What makes the COVID-19 pandemic unique is that it's causing a correlated downturn in almost every business. Hotels are empty, malls have been shut down, and there may be millions of small businesses closed down over the next year. Karen Mills, the former head of the Small Business Administration, said recently that 20% to 30% of small businesses may fail "even in a good scenario." 

These businesses are ultimately the ones that pay rent to mall owners and that organize business trips and stay in hotels. When they are failing en masse, it's bound to have a devastating effect on associated REITs. 

The Catch-22 REITs find themselves in

The unenviable position REITs find themselves in is that they're part of the problem for small businesses. Rent is one of the largest expenses restaurants, retailers, and many small businesses have. They may be able to lay off workers and stop ordering raw materials, but rent keeps piling up even when operations are told to shut down. 

What's challenging is that those small businesses don't keep the kind of cash cushion that publicly traded companies often do to pay bills in a downturn. Mills said that small businesses average just 27 days of operating cash on hand, and restaurants average just 17 days. Two months without operating could put them out of business before you know it. 

REITs can either force these companies out of business or they can reduce or waive rent while operations are slow. If they force companies out of business, it's unlikely there will be an eager tenant willing to fill the vacancy given the economic backdrop today. But if they reduce rent, the REITs' cash flow (and dividend) will decline in the short term. No matter what they do, REITs are holding a losing hand. 

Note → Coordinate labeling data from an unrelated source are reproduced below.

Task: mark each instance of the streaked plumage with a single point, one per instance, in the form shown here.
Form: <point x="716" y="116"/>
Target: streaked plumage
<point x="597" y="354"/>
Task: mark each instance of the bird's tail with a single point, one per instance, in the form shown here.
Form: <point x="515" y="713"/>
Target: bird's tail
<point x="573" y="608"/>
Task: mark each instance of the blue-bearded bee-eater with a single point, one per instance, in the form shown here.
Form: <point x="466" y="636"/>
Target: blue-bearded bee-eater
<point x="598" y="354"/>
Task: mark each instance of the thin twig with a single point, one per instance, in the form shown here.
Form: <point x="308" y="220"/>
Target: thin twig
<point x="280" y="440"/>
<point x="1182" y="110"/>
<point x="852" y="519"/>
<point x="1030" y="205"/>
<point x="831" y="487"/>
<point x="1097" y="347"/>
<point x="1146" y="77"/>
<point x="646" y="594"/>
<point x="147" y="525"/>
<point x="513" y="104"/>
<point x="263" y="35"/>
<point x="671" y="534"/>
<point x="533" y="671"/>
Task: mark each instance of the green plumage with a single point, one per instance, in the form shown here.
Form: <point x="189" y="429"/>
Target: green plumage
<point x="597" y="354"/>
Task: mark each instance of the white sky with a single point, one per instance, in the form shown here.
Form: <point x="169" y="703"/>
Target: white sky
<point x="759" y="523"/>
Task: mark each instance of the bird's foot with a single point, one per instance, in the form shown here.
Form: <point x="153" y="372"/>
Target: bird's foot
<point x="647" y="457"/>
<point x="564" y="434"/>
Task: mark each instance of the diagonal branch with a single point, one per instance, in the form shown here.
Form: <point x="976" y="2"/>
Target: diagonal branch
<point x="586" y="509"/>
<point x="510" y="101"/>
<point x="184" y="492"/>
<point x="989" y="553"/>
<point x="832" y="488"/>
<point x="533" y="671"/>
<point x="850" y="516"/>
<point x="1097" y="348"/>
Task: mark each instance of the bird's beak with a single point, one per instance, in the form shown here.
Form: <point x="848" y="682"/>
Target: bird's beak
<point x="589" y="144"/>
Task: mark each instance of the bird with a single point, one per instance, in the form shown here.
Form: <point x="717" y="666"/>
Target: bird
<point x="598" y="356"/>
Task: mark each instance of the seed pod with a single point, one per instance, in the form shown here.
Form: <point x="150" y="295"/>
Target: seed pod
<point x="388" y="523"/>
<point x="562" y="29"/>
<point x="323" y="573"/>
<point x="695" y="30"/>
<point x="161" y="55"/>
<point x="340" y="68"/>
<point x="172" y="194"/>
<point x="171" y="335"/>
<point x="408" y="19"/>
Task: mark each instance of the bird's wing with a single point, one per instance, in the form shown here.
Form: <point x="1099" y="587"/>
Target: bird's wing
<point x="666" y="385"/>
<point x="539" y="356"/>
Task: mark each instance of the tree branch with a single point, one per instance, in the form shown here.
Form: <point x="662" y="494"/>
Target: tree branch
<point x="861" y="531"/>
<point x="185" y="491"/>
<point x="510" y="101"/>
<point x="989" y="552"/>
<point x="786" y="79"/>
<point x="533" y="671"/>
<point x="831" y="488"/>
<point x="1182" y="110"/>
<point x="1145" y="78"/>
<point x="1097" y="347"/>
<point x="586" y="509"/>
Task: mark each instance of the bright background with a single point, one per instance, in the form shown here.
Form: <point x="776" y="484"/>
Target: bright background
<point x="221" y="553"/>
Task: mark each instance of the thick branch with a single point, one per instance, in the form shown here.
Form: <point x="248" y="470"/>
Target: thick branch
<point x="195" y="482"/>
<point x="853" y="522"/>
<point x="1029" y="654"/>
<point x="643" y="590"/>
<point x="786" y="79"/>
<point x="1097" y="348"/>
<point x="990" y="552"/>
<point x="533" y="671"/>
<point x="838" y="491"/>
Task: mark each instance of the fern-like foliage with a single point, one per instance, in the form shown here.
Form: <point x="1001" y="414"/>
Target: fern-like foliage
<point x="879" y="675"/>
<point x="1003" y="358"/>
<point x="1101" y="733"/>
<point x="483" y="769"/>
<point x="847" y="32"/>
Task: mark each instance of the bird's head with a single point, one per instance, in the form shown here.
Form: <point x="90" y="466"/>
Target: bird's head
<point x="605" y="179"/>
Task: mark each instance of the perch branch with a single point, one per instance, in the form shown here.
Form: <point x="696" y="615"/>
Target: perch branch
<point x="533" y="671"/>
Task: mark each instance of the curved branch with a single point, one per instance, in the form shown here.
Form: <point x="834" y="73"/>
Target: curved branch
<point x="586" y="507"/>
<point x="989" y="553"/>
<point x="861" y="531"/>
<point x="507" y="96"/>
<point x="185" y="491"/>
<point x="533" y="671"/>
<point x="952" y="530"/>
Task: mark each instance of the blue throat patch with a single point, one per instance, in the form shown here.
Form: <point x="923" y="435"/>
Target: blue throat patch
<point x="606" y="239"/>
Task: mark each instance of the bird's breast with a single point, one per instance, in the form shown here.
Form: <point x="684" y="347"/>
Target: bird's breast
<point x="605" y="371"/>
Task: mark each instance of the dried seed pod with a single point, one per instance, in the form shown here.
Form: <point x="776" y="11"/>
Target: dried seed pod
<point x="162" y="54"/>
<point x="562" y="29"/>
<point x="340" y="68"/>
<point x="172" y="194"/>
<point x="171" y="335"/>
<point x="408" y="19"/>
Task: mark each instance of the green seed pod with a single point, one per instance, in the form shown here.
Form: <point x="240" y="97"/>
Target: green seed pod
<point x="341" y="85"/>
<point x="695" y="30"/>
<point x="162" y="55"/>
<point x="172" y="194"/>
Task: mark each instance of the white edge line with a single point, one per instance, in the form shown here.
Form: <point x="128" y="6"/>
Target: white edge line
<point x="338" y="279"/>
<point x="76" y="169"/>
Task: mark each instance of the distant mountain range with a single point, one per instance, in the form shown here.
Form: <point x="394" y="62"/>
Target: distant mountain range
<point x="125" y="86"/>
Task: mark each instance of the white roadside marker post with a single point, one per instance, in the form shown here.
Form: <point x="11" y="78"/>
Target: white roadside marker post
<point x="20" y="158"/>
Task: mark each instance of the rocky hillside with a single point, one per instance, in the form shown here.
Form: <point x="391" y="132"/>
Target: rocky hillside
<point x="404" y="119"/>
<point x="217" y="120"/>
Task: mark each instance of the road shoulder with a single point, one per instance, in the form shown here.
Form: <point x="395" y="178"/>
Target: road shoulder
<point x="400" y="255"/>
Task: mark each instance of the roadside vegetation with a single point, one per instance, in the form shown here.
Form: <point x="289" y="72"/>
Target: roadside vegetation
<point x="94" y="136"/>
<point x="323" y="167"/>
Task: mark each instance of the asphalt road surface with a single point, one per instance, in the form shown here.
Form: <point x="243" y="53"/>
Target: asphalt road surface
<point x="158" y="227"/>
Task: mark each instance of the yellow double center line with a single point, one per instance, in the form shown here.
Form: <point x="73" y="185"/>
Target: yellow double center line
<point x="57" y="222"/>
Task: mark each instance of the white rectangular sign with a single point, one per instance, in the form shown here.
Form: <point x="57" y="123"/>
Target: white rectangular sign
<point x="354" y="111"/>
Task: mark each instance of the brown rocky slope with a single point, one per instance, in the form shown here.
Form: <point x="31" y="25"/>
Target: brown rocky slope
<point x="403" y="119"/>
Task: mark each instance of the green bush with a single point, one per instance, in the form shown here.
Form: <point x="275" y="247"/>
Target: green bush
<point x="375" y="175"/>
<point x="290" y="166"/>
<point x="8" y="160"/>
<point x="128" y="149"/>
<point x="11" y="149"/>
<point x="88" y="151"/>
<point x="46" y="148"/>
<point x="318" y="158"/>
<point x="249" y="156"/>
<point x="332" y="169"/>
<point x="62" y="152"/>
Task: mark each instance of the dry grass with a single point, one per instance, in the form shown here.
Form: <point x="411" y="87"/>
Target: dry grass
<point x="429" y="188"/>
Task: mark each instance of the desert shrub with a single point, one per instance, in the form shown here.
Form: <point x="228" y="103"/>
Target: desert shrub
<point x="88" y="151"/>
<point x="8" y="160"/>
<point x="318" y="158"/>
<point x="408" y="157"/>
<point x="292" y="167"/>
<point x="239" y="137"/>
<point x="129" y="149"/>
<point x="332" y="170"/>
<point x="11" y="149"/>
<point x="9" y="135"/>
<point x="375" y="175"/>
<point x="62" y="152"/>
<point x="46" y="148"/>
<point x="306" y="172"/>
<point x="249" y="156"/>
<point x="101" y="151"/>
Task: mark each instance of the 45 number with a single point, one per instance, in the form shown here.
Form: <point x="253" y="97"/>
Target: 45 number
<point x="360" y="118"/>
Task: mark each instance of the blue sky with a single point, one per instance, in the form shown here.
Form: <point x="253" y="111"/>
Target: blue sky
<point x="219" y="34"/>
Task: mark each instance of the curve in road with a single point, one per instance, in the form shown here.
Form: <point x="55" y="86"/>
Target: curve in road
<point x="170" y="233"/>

Expect a big disruption in REITs in 2020

These are unprecedented times for all businesses, but REITs are showing some of the underlying risks that investors may not usually consider. The failure of businesses en masse is likely to happen over the next few months, and that will devastate cash flows and dividends from REITs. When looking at the sector, investors should understand where REITs' underlying cash flows are coming from because some real estate owners may not be on as solid a footing as it once seemed.